Homelessness is caused, not by poverty, but by wealth, especially speculative wealth, concentrated in the hands of the few, to the detriment of the many. It is not just an effect of a disastrously structured housing market that makes of housing a speculative sport rather than a human right. Homelessness is the cumulative effect of those structures that are designed to degrade, designed to disempower, designed to constrain the democratisation of life, especially colonisation, patriarchy and neoliberal capitalism. If we want to address homelessness we need to begin to carve out a space for social and economic security in the midst of the current uncertainty. This, of course, means a massive boost to social housing, but it also means a reimagining of what really matters in our lives.
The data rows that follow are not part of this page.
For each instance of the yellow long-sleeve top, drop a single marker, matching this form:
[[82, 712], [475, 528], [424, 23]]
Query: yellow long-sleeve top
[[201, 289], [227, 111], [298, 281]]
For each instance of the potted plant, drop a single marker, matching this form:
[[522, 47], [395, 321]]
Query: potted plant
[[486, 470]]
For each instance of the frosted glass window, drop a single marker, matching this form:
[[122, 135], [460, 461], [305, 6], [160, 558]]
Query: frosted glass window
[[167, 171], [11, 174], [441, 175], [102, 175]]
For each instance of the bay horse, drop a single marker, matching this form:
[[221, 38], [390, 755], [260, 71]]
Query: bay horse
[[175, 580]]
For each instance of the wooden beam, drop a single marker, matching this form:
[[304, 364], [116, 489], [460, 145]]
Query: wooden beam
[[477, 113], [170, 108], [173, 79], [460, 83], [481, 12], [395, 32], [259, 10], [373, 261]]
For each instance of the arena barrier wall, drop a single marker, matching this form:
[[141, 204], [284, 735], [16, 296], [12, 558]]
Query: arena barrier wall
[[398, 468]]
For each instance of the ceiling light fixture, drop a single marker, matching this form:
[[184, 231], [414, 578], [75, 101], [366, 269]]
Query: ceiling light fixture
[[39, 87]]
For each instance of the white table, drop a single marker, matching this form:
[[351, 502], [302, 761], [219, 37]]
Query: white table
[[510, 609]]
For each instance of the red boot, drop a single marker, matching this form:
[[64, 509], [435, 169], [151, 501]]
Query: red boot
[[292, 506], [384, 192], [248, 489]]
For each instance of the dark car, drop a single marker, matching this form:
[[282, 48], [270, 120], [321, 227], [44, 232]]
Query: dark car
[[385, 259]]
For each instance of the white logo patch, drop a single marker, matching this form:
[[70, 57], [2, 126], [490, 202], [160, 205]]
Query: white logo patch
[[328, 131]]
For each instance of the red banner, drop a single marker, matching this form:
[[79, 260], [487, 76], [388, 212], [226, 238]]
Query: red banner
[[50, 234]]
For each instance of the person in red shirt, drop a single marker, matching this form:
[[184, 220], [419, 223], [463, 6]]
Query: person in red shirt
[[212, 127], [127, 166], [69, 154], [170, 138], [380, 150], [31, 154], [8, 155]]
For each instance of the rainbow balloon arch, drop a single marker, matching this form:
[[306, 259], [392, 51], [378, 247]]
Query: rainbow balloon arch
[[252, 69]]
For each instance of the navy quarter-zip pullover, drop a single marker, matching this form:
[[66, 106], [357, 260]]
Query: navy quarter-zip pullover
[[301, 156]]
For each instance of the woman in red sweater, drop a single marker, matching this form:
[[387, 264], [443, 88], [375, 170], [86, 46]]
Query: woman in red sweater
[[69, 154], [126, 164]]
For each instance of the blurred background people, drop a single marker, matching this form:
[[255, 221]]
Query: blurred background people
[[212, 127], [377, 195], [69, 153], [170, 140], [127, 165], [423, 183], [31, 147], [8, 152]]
Right now, in the midst not only of a pandemic but of a climate emergency of catastrophic proportions, the one thing we can be certain about is uncertainty. The French poet, Paul Valery once quipped that 'the trouble with our times is that the future is not what it used to be.' But perhaps this is also not just the trouble but the one real hope that is hidden in the still raw wound of our times. The pandemic shows us both the horror of leaving things as they are and the urgent hope of shaping a radically different horizon.
Dr John Falzon is Senior Fellow, Inequality and Social Justice at Per Capita. He is a sociologist, poet and social justice advocate and was national CEO of the St Vincent de Paul Society in Australia from 2006 to 2018. He is a member of the Australian Services Union.